Ad accoglierlo, insieme a familiari, amici e tanti cittadini, la sindaca Roberta Robbione e l’assessore regionale Marco Gallo, che hanno voluto rendere omaggio all’atleta simbolo di una montagna capace di crescere talenti e trasmettere valori autentici.

«Tornare a casa con una medaglia olimpica al collo è una di quelle emozioni che non si dimenticano – ha dichiarato Gallo -. Martino ha scritto una pagina bellissima per tutta la nostra montagna. Riporta in provincia di Cuneo una medaglia olimpica invernale che mancava da tempo. Cresciuto sulle nevi delle Alpi Marittime, allo Sci Club Entracque, è l’espressione migliore dello sport piemontese: impegno, sacrificio e senso di squadra».

Il bronzo nella staffetta maschile rappresenta non solo un traguardo personale, ma anche il coronamento di un percorso iniziato proprio sulle piste della Valle Gesso, dove Carollo ha mosso i primi passi sugli sci.
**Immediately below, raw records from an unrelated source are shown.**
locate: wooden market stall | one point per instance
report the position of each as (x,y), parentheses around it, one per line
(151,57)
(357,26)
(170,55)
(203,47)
Un cammino fatto di allenamenti, trasferte, cadute e ripartenze, fino all’esplosione sul palcoscenico olimpico.

La serata di festa a Borgo San Dalmazzo è stata carica di emozione: applausi, cori, fotografie e abbracci hanno accompagnato il campione nel suo ritorno tra la sua gente. Un momento che resterà nella memoria collettiva della comunità, orgogliosa di vedere uno dei suoi figli portare in alto il nome del territorio.

Per la Valle Gesso e per tutto il Piemonte, il successo di Martino Carollo è molto più di una medaglia: è il simbolo di un legame profondo tra sport e montagna, tra passione e identità. E, soprattutto, è l’inizio di una nuova pagina da scrivere.